5

What I want specifically is a visualization of all the verbs and adjectives connected to the nouns in my document according to how they appear in the document.

I could not find any in Python, so I made my own basic function listed below. However, the visualization leaves something(s) to be desired:

import nltk
import pandas as pd
import numpy as np
import networkx as nx
import matplotlib.pyplot as plt

def word_association_graph(text):
    nouns_in_text = []

    for sent in text.split('.')[:-1]:   
        tokenized = nltk.word_tokenize(sent)
        nouns=[word for (word, pos) in nltk.pos_tag(tokenized) if is_noun(pos)]
        nouns_in_text.append(' '.join([word for word in nouns if not (word=='' or len(word)==1)]))

    nouns_list = []
    is_noun = lambda pos: pos[:2] == 'NN'

    for sent in nouns_in_text:
        temp = sent.split(' ')
        for word in temp:
            if word not in nouns_list:
                nouns_list.append(word)

    df = pd.DataFrame(np.zeros(shape=(len(nouns_list),2)), columns=['Nouns', 'Verbs & Adjectives'])
    df['Nouns'] = nouns_list

    is_adjective_or_verb = lambda pos: pos[:2]=='JJ' or pos[:2]=='VB'
    for sent in text.split('.'):
        for noun in nouns_list:
            if noun in sent:
                tokenized = nltk.word_tokenize(sent)
                adjectives_or_verbs = [word for (word, pos) in nltk.pos_tag(tokenized) if is_adjective_or_verb(pos)]
                ind = df[df['Nouns']==noun].index[0]
                df['Verbs & Adjectives'][ind]=adjectives_or_verbs

    fig = plt.figure(figsize=(30,20))
    G = nx.Graph()

    for i in range(len(df)):
        G.add_node(df['Nouns'][i])
        for word in df['Verbs & Adjectives'][i]:
            G.add_edges_from([(df['Nouns'][i], word)])

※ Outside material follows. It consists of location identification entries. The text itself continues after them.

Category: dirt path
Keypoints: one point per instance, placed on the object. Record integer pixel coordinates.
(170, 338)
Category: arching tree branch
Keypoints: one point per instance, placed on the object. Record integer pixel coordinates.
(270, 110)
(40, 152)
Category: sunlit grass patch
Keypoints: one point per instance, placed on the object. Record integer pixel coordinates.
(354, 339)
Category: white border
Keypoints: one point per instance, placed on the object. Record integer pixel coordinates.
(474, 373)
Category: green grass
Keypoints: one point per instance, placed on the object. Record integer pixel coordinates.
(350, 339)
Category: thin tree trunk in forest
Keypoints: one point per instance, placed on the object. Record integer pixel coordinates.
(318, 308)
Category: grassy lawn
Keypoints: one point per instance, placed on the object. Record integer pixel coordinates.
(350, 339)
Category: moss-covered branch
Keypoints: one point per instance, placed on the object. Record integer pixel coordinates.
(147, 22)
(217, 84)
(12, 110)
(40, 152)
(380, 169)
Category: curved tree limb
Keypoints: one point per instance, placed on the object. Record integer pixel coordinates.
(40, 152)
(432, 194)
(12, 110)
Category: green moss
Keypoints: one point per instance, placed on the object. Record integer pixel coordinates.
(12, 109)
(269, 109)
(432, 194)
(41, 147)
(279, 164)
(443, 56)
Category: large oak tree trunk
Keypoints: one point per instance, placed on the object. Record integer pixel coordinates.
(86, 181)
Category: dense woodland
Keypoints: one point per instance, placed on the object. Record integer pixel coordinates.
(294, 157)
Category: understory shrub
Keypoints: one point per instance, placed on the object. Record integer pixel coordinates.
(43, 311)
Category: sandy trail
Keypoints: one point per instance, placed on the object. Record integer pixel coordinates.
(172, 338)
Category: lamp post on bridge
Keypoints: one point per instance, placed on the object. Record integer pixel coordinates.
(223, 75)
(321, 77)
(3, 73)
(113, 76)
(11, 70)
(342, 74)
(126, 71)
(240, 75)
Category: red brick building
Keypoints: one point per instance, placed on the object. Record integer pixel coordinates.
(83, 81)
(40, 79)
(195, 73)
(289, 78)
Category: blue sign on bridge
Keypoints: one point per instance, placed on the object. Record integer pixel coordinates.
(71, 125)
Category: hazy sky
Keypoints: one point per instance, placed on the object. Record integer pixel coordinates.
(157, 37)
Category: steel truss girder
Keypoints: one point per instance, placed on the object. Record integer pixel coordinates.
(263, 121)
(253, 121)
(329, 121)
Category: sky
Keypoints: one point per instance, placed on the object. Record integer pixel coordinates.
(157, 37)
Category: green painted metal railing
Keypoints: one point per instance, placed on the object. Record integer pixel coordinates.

    pos = nx.spring_layout(G)
    nx.draw(G, with_labels=True, font_size=20) #font_weight='bold', 

So, if we take the first paragraph of Wikipedia's description of Wikipedia as a sample text that we want to visualize, it produces the following plot:

import re
text = "Wikipedia was launched on January 15, 2001, by Jimmy Wales and Larry Sanger.[10] Sanger coined its name,[11][12] as a portmanteau of wiki[notes 3] and 'encyclopedia'. Initially an English-language encyclopedia, versions in other languages were quickly developed. With 5,748,461 articles,[notes 4] the English Wikipedia is the largest of the more than 290 Wikipedia encyclopedias. Overall, Wikipedia comprises more than 40 million articles in 301 different languages[14] and by February 2014 it had reached 18 billion page views and nearly 500 million unique visitors per month.[15] In 2005, Nature published a peer review comparing 42 science articles from Encyclopadia Britannica and Wikipedia and found that Wikipedia's level of accuracy approached that of Britannica.[16] Time magazine stated that the open-door policy of allowing anyone to edit had made Wikipedia the biggest and possibly the best encyclopedia in the world and it was testament to the vision of Jimmy Wales.[17] Wikipedia has been criticized for exhibiting systemic bias, for presenting a mixture of 'truths, half truths, and some falsehoods',[18] and for being subject to manipulation and spin in controversial topics.[19] In 2017, Facebook announced that it would help readers detect fake news by suitable links to Wikipedia articles. YouTube announced a similar plan in 2018." 
text = re.sub("[\[].*?[\]]", "", text) # Do more processing (like lemmatization, stemming, etc if you want)
word_association_graph(text)

enter image description here

My primary problem with this plot is that I can't seem to find a way to increase the intra-cluster separation in the plot. I tried all the layouts mentioned in the documentation, but none of them solve this problem.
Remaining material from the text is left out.